The Abstract and Conclusions have been shortened.

 

Referee: “On the other hand, and again within the evolutionary framework (consistent with the RNA world), one should assume that RNA (and DNA) would have undergone compartmentalization prior to further chemical transformations and information storage. It would be more realistic the existence, in a submarine environment, of random oligonucleotides whose chirality could have been selected (perhaps via crystallization) before the appearance of RNA sequences with enzyme-like activity.”
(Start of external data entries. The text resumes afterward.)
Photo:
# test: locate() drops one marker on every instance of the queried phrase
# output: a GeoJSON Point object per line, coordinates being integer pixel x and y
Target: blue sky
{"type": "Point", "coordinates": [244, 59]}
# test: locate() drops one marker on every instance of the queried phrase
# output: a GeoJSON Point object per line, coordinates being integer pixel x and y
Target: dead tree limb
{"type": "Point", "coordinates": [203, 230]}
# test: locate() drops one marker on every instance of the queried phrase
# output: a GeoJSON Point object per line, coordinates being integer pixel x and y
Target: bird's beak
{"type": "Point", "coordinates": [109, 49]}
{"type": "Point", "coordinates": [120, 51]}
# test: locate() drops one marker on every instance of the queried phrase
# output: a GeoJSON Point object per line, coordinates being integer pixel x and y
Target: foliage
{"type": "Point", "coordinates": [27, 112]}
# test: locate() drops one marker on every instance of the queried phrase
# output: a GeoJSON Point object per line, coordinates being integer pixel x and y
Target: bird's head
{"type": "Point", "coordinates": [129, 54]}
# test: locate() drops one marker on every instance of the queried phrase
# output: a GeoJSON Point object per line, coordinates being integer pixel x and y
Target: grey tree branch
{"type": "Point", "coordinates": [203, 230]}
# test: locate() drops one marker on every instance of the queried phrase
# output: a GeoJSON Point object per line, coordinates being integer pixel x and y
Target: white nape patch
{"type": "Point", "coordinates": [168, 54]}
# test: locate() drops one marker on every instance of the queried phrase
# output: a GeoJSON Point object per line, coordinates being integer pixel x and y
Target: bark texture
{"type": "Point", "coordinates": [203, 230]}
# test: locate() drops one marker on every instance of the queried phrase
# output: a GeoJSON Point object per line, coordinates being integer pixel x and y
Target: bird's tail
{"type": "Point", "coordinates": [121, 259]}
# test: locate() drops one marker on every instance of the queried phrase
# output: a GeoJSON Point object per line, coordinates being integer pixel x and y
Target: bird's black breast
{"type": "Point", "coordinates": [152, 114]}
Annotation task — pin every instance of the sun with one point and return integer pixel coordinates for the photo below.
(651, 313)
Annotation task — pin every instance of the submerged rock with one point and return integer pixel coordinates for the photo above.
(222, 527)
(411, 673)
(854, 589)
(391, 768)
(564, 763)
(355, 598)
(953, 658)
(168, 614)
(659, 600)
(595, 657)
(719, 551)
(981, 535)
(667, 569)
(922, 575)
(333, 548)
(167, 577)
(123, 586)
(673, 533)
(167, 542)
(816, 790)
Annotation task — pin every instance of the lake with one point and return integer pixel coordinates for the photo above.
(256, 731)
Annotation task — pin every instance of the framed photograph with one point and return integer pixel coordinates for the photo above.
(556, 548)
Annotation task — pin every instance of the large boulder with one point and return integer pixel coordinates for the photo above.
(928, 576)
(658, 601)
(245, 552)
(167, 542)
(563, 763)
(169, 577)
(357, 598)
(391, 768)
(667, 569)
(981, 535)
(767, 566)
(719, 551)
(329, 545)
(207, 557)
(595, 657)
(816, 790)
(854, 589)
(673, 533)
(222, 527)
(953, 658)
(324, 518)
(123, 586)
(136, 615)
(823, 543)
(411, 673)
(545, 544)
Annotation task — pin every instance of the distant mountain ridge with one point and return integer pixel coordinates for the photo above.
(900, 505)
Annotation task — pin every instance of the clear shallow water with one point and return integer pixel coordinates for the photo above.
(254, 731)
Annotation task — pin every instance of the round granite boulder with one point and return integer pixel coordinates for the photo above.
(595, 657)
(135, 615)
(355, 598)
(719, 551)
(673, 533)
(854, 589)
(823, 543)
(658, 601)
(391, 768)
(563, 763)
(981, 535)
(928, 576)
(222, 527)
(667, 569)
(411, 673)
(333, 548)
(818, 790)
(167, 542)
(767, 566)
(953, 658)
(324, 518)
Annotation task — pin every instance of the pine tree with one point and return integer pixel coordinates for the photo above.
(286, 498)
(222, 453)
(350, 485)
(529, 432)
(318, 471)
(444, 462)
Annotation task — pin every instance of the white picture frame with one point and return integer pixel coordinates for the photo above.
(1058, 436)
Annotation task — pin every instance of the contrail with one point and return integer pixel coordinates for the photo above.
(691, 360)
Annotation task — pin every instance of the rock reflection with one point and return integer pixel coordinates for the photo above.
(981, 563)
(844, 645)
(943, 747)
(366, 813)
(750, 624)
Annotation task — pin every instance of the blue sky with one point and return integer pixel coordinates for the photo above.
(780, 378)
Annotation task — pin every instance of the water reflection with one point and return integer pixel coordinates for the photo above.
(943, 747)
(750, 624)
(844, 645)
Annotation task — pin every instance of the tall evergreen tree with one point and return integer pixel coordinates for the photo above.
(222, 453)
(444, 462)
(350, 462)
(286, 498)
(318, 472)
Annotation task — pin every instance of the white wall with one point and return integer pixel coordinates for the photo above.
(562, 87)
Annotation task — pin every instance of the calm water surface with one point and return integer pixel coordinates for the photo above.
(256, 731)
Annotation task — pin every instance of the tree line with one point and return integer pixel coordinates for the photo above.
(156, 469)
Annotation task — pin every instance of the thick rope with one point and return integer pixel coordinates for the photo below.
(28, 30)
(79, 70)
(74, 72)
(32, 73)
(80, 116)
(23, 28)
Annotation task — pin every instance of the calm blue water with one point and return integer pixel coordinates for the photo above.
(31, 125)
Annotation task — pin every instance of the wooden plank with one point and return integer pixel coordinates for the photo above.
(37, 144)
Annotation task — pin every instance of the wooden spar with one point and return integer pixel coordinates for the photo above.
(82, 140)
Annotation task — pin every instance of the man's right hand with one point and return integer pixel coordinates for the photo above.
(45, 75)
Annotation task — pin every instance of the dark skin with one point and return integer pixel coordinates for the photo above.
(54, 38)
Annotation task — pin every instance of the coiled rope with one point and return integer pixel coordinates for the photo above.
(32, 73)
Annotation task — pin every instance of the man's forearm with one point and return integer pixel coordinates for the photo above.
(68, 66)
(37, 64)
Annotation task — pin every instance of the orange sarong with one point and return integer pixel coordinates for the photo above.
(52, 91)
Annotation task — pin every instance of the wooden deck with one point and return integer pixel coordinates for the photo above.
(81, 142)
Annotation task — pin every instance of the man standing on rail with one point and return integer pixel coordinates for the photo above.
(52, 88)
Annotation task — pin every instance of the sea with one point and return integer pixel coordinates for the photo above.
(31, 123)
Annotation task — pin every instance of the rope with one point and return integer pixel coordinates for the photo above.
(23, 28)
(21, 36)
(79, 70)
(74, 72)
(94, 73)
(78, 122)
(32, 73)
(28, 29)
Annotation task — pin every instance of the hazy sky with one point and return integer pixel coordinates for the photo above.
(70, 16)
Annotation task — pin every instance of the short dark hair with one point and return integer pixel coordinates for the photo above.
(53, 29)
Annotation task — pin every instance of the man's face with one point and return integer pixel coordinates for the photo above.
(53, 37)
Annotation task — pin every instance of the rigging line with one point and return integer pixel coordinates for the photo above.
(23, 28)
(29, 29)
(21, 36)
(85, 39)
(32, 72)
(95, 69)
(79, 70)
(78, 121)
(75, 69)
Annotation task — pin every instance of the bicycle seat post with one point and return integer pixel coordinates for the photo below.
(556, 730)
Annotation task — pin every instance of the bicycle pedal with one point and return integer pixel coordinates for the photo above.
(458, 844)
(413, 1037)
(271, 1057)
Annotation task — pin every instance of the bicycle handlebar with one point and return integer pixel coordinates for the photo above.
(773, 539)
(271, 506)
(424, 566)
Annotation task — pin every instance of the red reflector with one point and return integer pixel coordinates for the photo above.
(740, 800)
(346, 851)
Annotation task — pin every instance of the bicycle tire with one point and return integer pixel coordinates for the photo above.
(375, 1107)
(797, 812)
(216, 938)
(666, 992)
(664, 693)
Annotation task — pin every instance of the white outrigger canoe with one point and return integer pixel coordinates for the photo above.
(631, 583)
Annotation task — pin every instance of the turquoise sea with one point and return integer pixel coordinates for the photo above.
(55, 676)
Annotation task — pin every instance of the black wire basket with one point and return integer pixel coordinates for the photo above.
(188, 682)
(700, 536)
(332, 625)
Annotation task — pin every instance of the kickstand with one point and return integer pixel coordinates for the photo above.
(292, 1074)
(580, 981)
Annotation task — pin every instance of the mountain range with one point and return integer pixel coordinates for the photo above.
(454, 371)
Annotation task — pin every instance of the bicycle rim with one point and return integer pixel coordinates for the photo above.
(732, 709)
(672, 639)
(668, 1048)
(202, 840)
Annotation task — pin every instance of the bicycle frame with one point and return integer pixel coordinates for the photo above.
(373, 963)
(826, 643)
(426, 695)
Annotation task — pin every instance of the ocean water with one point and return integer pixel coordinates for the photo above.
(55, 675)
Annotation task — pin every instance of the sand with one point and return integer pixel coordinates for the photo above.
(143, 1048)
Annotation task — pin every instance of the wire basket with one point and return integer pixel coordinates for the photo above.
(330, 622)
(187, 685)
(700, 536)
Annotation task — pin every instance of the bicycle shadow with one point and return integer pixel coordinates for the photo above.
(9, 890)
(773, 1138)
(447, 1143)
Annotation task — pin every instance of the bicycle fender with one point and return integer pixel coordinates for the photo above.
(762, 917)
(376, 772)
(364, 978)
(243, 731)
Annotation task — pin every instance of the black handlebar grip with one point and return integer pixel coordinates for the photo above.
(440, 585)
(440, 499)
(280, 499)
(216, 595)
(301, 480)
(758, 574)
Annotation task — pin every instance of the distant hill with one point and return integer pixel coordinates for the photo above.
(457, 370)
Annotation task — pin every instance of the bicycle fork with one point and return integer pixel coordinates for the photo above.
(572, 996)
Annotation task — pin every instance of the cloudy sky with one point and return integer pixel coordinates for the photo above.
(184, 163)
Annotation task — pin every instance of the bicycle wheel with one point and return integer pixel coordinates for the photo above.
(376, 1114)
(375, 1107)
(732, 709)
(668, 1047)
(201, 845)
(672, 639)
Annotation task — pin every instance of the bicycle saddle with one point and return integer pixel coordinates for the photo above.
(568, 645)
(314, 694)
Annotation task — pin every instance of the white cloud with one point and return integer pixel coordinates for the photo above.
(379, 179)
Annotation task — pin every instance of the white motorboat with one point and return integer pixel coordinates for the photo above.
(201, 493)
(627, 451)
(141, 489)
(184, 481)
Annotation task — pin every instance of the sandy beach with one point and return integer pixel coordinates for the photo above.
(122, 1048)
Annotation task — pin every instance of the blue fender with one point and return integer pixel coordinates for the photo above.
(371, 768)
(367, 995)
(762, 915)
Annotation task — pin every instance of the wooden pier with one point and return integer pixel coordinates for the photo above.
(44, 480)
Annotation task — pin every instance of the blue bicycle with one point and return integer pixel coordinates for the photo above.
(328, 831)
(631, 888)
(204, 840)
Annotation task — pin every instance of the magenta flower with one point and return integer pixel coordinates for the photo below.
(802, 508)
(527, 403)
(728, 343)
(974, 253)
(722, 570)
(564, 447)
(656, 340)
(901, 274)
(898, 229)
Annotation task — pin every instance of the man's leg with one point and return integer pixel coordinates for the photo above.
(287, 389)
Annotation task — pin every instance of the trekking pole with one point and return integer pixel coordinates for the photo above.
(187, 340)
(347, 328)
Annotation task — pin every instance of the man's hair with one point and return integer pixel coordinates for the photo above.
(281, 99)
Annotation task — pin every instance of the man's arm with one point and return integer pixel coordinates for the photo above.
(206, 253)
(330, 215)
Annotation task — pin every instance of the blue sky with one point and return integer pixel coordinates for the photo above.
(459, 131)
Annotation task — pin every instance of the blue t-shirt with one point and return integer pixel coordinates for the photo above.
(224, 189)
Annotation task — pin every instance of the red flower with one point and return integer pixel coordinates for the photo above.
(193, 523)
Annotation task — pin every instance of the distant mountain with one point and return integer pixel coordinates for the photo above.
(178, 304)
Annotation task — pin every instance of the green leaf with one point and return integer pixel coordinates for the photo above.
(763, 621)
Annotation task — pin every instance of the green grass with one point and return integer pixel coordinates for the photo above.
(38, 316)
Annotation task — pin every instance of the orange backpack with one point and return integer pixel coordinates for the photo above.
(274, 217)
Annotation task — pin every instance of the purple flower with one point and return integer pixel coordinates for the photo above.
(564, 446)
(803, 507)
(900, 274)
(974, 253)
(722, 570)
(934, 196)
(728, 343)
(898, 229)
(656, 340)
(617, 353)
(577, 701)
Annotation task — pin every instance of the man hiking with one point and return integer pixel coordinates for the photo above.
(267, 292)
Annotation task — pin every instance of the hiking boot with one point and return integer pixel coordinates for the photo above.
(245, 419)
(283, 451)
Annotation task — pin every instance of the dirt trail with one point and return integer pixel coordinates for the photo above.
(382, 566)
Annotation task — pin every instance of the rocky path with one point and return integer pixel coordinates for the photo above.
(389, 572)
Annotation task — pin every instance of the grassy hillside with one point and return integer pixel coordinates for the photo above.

Response: This is consistent with the proposal presented in the manuscript. Other mechanisms for the selection of chirality may have been operating.

 

Referee: “A very minor extra remark: for the sake of clarity, it would be interesting to mention the range of MW (molecular mass or average molecular mass) of oligos comprising a certain bp (base pairs) size.”

Response: I have now given the average molecular weights of the oligo sizes at their first appearance in the manuscript, in figure 1.

Bibliography:

Reich, Z.; Schramm, O.; Brumfeld, V.; Minsky, A. Chiral discrimination in DNA - peptide interactions involving chiral DNA mesophases: A geometric Analysis. J. Am. Chem. Soc 1996, 118, 6345–6349.